Han provocado urticaria las palabras de Fernando Trueba en la entrega del Premio Nacional de Cinematografía, con el que había sido distinguido por su trayectoria profesional. Es algo que me ha molestado, pero que no me ha causado ninguna extrañeza.
Trueba, director sobrevalorado donde los haya, no hizo más que dar voz a los que nos sentimos perdedores de la guerra de la Independencia: ojalá hubieran ganado los franceses, y con ellos la escuela pública, el laicismo, el amor por la cultura, los grandes museos nacionales, etc.
El director, en efecto, dijo no sentirse español, no reconocerse en patria alguna; esta es una vieja batalla que algunos sostenemos ya sin esperanzas de victoria, aunque la terquedad sea un gran acicate.
Se le ha recriminado que reniegue de la nacionalidad y coja el dinero: es algo absurdo, él coge un dinero que le dan por un trabajo realizado sin cometer delitos, con independencia del valor cultural que merezca ese trabajo. Todos cobramos por nuestro trabajo o deberíamos hacerlo, eso no es incompatible con el sentimiento de ajenidad, incluso aversión, a una comunidad nacional. No es bueno mezclar las lentejas con las banderas. Llevados por ese criterio no podríamos formular crítica alguna al país que nos vio nacer o, en caso de hacerlo, no podríamos recibir ayuda o sueldo alguno aunque nuestra conducta cívica fuera intachable.

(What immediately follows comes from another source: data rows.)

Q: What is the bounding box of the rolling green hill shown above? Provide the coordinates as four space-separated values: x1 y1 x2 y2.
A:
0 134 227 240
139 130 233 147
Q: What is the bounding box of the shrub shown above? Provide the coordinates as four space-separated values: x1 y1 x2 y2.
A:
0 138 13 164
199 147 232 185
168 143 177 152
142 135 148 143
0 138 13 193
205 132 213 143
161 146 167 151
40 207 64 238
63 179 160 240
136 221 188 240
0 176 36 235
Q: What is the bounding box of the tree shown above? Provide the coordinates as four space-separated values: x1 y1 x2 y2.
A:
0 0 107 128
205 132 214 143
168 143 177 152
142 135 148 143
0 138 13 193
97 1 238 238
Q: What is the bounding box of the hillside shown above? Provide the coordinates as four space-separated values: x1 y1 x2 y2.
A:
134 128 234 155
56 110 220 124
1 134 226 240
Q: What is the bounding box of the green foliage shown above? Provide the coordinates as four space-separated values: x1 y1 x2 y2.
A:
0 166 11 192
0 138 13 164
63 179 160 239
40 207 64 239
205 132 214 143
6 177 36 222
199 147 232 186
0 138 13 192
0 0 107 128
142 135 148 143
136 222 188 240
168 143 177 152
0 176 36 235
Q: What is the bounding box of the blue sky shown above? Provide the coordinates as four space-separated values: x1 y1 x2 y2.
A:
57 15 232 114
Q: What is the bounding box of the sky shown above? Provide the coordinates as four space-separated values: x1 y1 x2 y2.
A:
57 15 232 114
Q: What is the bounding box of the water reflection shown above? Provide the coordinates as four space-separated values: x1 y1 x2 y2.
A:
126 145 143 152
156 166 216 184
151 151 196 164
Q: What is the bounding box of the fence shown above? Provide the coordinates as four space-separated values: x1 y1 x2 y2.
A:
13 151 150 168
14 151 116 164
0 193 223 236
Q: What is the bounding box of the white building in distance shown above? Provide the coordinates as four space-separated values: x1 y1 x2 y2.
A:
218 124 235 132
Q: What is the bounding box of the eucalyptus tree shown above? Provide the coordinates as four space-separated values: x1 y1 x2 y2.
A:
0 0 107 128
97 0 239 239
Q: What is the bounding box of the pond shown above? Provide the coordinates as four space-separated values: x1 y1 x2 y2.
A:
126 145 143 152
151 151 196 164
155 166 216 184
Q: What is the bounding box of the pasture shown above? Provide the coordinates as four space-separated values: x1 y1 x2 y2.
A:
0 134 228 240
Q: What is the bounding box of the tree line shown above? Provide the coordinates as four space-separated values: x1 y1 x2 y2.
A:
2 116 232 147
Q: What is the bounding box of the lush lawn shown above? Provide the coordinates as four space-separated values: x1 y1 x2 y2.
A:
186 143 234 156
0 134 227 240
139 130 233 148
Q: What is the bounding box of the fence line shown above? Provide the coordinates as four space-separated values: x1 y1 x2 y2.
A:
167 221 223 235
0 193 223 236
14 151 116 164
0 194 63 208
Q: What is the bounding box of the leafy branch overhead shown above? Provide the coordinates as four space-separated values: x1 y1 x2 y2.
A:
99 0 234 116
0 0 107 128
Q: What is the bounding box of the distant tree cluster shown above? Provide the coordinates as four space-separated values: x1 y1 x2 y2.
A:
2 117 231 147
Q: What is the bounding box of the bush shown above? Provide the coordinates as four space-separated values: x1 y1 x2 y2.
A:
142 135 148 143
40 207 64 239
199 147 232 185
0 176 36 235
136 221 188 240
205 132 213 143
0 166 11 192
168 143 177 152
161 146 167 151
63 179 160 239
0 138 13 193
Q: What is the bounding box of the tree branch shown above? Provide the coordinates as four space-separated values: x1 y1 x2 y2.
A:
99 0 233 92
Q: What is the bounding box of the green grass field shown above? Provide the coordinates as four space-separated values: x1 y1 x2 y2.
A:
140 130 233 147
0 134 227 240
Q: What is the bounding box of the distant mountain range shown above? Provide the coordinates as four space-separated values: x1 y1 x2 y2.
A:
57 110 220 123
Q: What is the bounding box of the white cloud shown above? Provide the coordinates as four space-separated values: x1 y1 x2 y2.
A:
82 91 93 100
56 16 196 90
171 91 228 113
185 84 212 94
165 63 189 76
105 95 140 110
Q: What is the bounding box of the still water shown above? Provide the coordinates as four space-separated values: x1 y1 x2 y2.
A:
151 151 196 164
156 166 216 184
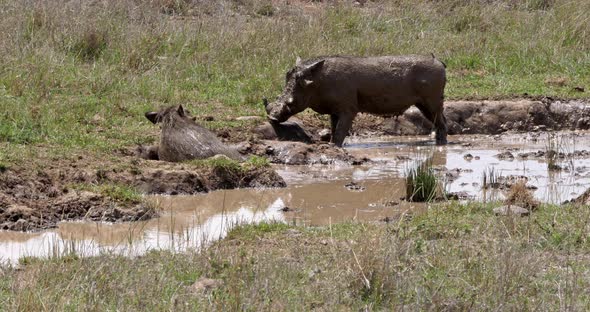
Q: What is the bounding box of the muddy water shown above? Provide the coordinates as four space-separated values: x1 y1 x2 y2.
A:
2 131 590 263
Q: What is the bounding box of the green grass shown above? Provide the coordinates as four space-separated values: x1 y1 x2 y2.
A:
187 155 270 171
0 0 589 163
405 159 440 202
3 202 590 310
71 183 143 204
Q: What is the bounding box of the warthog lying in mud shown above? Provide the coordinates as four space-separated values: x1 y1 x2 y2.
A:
265 55 448 146
139 105 243 162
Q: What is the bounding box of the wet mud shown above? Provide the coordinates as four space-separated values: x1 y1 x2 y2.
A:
0 169 156 232
237 140 368 165
4 131 590 262
237 99 590 143
3 99 590 260
0 159 285 232
383 99 590 136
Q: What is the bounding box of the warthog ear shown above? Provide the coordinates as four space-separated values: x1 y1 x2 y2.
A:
304 60 324 73
299 60 325 79
177 104 185 117
145 112 158 124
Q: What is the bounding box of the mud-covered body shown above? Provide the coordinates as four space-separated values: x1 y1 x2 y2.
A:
143 106 243 162
265 55 447 146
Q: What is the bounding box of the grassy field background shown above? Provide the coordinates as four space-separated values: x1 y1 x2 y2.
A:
1 0 590 163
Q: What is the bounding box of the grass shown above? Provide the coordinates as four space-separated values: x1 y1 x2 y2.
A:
186 155 270 171
1 1 590 309
3 202 590 310
71 183 143 204
405 158 440 202
546 132 562 170
482 166 502 189
504 179 540 210
1 0 589 164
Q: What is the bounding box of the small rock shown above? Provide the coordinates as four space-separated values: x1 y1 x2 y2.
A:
308 268 322 279
279 206 300 212
493 205 530 217
573 86 585 92
286 229 301 236
345 181 365 192
90 114 105 125
463 153 474 161
380 216 393 223
495 151 514 160
383 200 399 207
351 157 369 166
474 156 480 160
189 278 223 293
318 129 331 142
576 117 590 129
446 191 473 200
236 142 252 154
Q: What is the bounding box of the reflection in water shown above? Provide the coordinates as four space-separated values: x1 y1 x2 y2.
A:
2 132 590 263
0 201 285 264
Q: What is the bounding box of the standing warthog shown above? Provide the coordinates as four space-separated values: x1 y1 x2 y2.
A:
264 55 448 146
142 105 243 162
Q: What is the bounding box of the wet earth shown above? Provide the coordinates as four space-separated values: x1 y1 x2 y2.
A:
2 129 590 263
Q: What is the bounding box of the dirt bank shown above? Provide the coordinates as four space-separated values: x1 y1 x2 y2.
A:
387 99 590 136
225 99 590 142
0 157 285 232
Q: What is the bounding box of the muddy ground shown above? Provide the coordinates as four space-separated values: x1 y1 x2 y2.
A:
0 157 285 231
238 99 590 142
2 99 590 232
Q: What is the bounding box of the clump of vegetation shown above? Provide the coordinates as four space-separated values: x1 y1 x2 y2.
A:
504 179 539 210
243 155 270 169
405 159 439 202
71 183 142 204
546 133 562 171
482 167 501 189
256 3 275 17
69 28 109 61
157 0 190 15
187 155 242 172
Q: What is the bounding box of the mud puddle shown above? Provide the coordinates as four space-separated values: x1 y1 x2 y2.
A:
3 131 590 263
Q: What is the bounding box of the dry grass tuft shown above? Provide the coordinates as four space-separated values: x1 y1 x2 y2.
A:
504 179 539 210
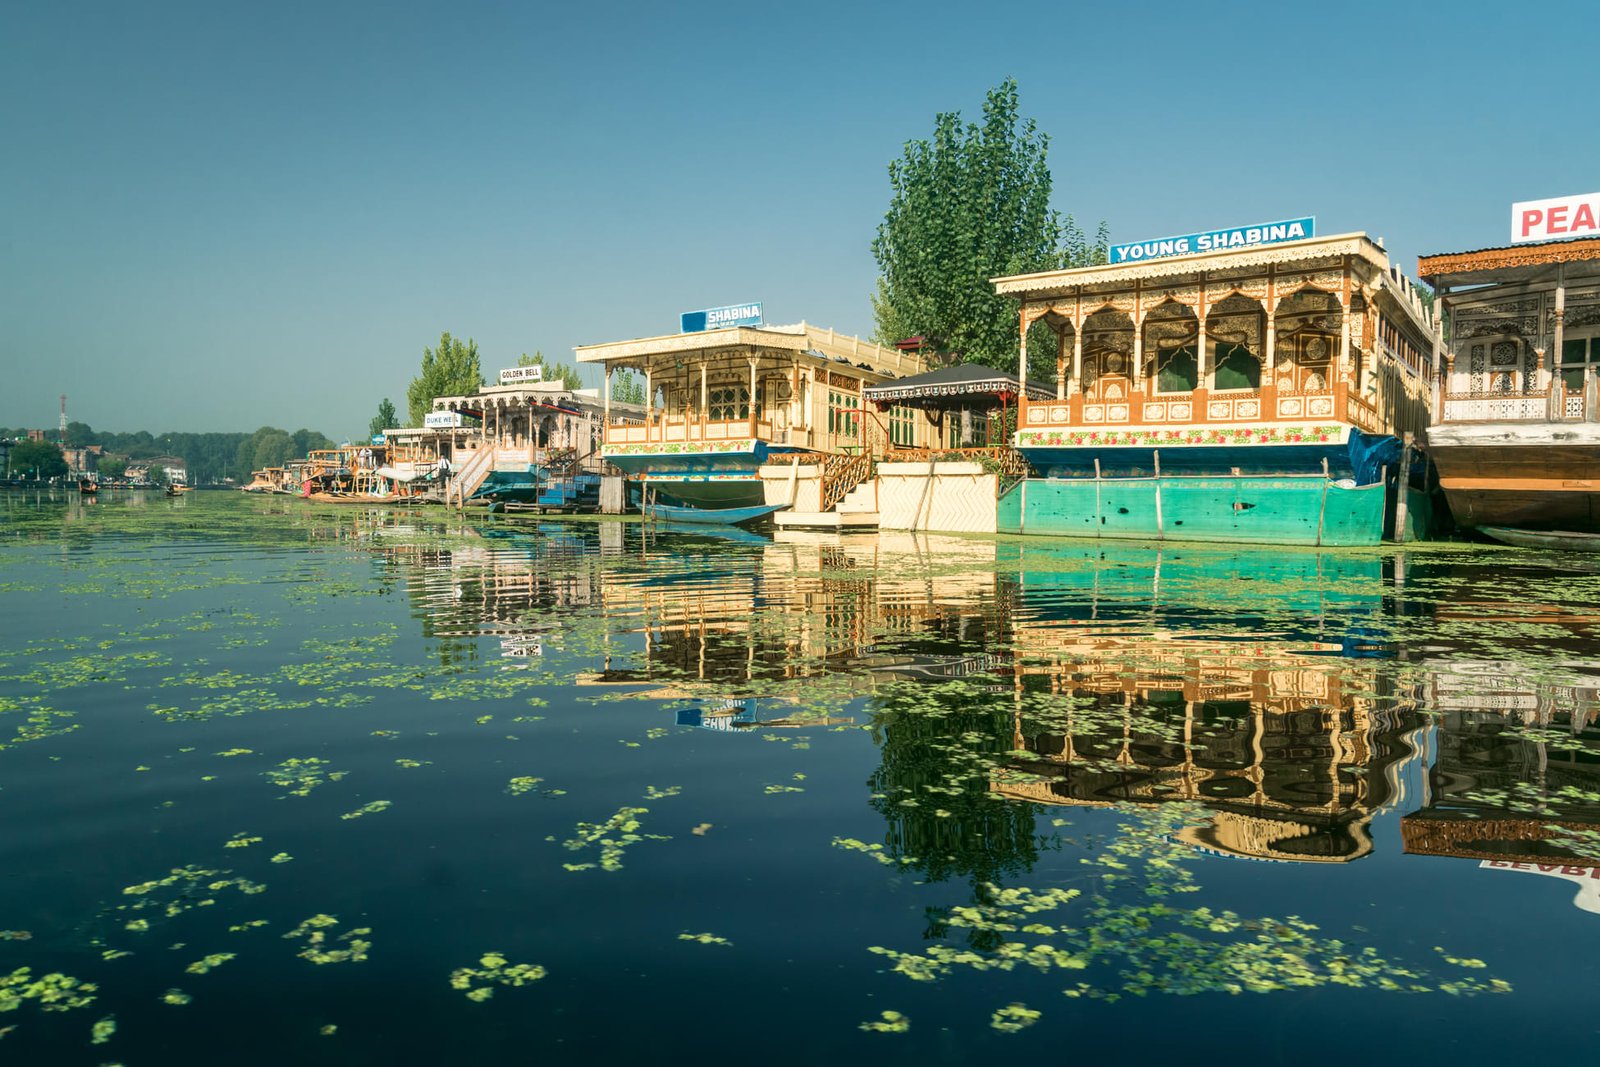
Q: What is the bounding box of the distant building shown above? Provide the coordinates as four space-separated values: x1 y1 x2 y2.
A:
63 445 103 475
125 456 188 485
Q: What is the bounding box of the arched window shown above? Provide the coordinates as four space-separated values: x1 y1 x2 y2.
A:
1155 344 1197 394
1213 344 1261 391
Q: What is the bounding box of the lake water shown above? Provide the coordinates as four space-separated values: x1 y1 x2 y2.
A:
2 490 1597 1063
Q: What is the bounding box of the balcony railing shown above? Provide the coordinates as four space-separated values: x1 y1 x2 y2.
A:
604 415 776 447
1439 383 1588 424
1019 383 1376 433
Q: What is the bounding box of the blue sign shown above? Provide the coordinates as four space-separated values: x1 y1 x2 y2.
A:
370 434 386 445
680 302 763 333
1108 217 1315 265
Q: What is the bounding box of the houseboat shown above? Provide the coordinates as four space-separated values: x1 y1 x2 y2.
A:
426 373 629 509
990 227 1437 545
1418 216 1600 542
574 318 924 521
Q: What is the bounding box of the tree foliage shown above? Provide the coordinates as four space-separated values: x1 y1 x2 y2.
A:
407 332 484 426
9 439 68 480
871 79 1106 372
612 370 645 406
517 351 583 391
369 399 398 440
2 423 337 484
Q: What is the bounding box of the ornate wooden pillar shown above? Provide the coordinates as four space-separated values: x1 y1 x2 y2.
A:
748 355 759 437
1553 264 1567 395
1265 268 1277 378
1056 328 1066 401
1072 314 1084 397
1197 278 1211 393
1018 302 1029 429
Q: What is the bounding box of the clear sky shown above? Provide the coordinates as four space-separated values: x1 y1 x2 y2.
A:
2 0 1590 439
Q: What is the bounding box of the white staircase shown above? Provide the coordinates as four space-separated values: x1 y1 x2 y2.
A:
774 475 879 530
448 447 496 507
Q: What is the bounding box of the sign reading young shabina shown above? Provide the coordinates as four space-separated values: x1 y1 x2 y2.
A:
680 302 762 333
1109 217 1316 265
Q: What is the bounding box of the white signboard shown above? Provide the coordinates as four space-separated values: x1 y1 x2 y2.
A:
1511 191 1600 244
423 411 464 429
498 365 544 385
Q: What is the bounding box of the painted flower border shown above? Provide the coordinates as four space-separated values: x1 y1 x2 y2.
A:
1015 424 1348 449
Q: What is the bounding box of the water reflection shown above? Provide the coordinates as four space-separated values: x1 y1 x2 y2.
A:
373 517 1600 880
10 495 1600 1060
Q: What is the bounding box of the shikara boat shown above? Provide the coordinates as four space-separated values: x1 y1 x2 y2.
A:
1477 525 1600 551
644 501 787 526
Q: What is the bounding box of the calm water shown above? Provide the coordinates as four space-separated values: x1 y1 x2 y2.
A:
2 490 1597 1063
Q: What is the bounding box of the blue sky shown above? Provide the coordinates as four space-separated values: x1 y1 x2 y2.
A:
1 0 1589 437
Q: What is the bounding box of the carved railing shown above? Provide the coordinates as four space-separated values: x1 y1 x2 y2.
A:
875 446 1033 495
603 417 775 446
1438 382 1586 424
820 450 874 512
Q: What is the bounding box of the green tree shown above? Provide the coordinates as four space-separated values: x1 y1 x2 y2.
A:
99 456 128 480
10 439 68 480
407 332 484 426
369 398 398 439
871 78 1105 373
612 370 645 406
252 430 297 471
516 351 583 390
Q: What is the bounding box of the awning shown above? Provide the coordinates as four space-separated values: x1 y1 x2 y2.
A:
863 363 1054 406
375 465 428 483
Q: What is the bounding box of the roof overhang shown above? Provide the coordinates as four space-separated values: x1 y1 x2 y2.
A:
1418 237 1600 289
991 233 1387 298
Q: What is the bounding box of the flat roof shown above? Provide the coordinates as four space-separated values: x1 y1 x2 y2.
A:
574 322 921 379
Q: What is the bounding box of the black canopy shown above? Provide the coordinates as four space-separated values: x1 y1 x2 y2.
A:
863 363 1054 408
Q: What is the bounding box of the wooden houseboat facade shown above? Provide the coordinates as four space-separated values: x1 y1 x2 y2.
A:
427 379 627 508
991 233 1437 545
1418 236 1600 538
576 323 925 516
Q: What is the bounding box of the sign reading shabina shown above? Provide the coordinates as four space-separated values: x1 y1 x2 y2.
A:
1108 217 1314 264
680 302 762 333
498 365 544 385
1511 191 1600 244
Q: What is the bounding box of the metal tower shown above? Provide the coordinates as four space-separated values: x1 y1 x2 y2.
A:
59 394 67 446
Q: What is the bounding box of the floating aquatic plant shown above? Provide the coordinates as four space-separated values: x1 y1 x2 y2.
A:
553 805 668 873
263 758 345 798
184 953 236 975
990 1003 1041 1032
0 968 98 1013
677 932 731 946
448 952 547 1001
858 1010 909 1033
282 916 370 965
339 801 392 820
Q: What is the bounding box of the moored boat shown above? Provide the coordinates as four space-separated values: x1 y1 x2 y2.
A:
1419 226 1600 535
991 227 1437 545
575 317 925 521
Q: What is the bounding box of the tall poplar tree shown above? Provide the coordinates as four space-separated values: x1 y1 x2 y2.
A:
406 333 484 426
871 79 1106 372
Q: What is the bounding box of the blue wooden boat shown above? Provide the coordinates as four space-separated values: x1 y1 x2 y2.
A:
645 502 786 526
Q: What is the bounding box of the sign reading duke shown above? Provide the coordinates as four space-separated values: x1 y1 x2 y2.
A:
1109 217 1315 265
681 302 763 333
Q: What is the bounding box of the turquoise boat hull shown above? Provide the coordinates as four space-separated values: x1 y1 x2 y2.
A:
998 474 1388 546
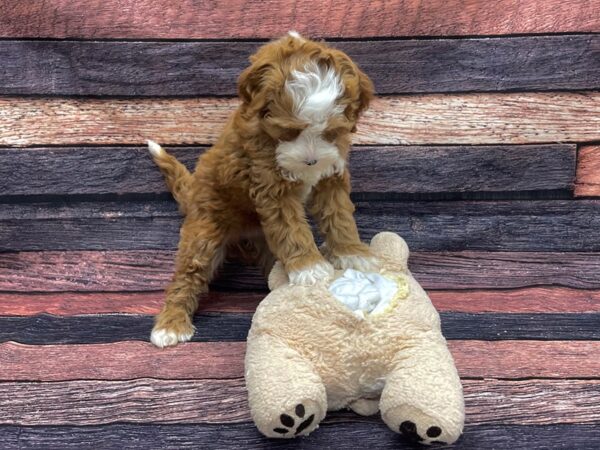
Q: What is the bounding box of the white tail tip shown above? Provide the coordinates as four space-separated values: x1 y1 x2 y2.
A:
147 139 164 157
288 30 304 41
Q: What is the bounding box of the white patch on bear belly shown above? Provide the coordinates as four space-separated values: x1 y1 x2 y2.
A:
328 269 399 318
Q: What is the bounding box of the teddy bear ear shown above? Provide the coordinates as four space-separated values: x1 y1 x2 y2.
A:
369 232 409 269
268 261 289 290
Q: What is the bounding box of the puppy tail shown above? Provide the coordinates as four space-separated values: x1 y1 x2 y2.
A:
147 140 192 215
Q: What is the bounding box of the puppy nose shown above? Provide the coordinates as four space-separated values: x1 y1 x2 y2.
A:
305 159 318 166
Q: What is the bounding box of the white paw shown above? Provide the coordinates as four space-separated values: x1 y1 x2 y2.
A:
150 327 194 348
289 261 334 286
331 254 380 272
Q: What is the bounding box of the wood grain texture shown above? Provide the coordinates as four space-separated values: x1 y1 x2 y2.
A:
2 94 600 146
3 287 598 316
0 145 576 197
0 341 245 381
2 312 598 344
576 146 600 196
1 0 599 38
0 378 598 426
2 36 600 95
0 292 263 316
1 423 599 450
2 251 600 292
1 341 598 381
2 199 600 252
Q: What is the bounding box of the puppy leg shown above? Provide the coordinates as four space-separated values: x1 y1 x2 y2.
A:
255 191 333 285
151 216 226 348
309 173 379 272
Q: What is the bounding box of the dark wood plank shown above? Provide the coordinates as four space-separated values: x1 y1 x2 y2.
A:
0 145 576 197
2 0 599 39
3 94 600 147
2 251 600 292
0 378 598 426
1 423 599 450
576 145 600 197
2 37 600 95
2 199 600 252
0 313 598 344
3 287 598 316
1 341 598 381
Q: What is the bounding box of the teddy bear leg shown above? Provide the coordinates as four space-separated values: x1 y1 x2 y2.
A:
379 339 465 445
245 334 327 438
348 398 380 416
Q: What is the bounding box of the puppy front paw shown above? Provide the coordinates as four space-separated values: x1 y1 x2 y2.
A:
330 253 380 272
150 327 194 348
288 260 334 286
151 309 195 348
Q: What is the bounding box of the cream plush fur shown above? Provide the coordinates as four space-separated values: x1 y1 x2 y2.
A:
245 232 465 444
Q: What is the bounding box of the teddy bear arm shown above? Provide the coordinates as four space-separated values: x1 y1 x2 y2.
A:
245 333 327 438
379 336 465 445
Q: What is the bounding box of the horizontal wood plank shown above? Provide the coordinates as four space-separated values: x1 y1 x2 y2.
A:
0 378 598 426
2 251 600 292
2 37 600 96
1 423 599 450
0 145 576 197
2 0 599 38
2 287 598 316
2 200 600 252
0 292 263 316
1 341 598 381
0 313 598 344
575 145 600 196
2 94 600 146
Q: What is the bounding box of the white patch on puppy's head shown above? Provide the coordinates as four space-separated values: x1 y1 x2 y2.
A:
277 61 345 185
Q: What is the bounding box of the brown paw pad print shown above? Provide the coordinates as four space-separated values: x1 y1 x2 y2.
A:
273 404 315 436
399 421 447 445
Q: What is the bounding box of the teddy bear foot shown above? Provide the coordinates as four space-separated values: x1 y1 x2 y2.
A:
264 400 323 438
382 404 460 446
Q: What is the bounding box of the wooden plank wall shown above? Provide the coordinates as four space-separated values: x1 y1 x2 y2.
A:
0 1 599 448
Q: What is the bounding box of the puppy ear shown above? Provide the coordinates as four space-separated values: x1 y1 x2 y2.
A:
238 62 272 105
350 67 374 132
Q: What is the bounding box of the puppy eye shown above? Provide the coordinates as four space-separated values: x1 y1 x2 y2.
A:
322 127 344 142
278 128 302 141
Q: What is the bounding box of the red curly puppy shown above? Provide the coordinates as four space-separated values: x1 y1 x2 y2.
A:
148 32 377 347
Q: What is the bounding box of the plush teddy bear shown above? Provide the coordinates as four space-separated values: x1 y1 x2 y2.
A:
245 232 465 445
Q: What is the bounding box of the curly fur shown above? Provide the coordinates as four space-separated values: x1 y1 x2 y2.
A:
148 32 375 348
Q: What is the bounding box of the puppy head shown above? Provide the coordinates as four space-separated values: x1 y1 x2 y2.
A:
238 32 374 182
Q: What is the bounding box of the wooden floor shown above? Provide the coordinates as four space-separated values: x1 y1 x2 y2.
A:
1 1 600 448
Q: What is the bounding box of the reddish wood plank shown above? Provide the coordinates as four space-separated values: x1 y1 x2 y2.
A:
1 0 598 38
0 378 598 426
0 342 245 381
1 287 598 317
428 288 600 313
2 94 600 147
576 146 600 196
0 341 598 381
2 251 599 292
0 292 263 316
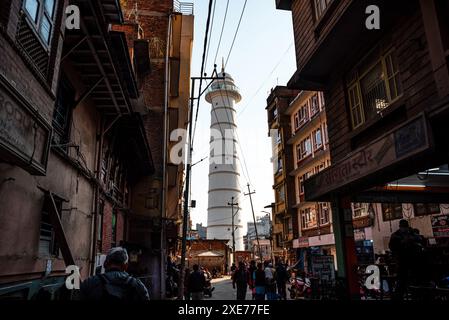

Las patrias no son sagradas, son convenciones que sirven para que los pobres les hagan las guerras a los ricos (he perdido la cuenta de las veces que he escrito esto mismo) y se ubican en la zona visceral de nuestro cerebro, incluso en las gónadas, nunca en la razón. En la Razón, que diría Robespierre.
Trueba tiene todo el derecho a satisfacer su ego con agasajos y dinero, mientras reniega mil veces de la patria que la casualidad le ha asignado. Yo le entiendo perfectamente: soy de unas pocas ciudades, de unas cuantas películas y, finalmente, de unas pocas patrias que ya no existen. No me pelearía por ninguna de ellas, no iría a ninguna guerra por ellas y, por supuesto, no le exigiría a nadie que renunciase a un premio por no compartir mis neurosis.
Añado, y concluyo con ello: lamento que un admirador declarado de Billy Wilder se haya visto obligado a alegar falta de entendimiento de sus palabras o en la intención y el tono con que fueron pronunciadas; lo lamento porque es una nueva victoria de los talibanes de cualquier patria; y, con toda franqueza, siempre preferiré a un tipo simpático que admira a Billy Wilder, antes que a unos chalados a lomos de sus banderas voladoras.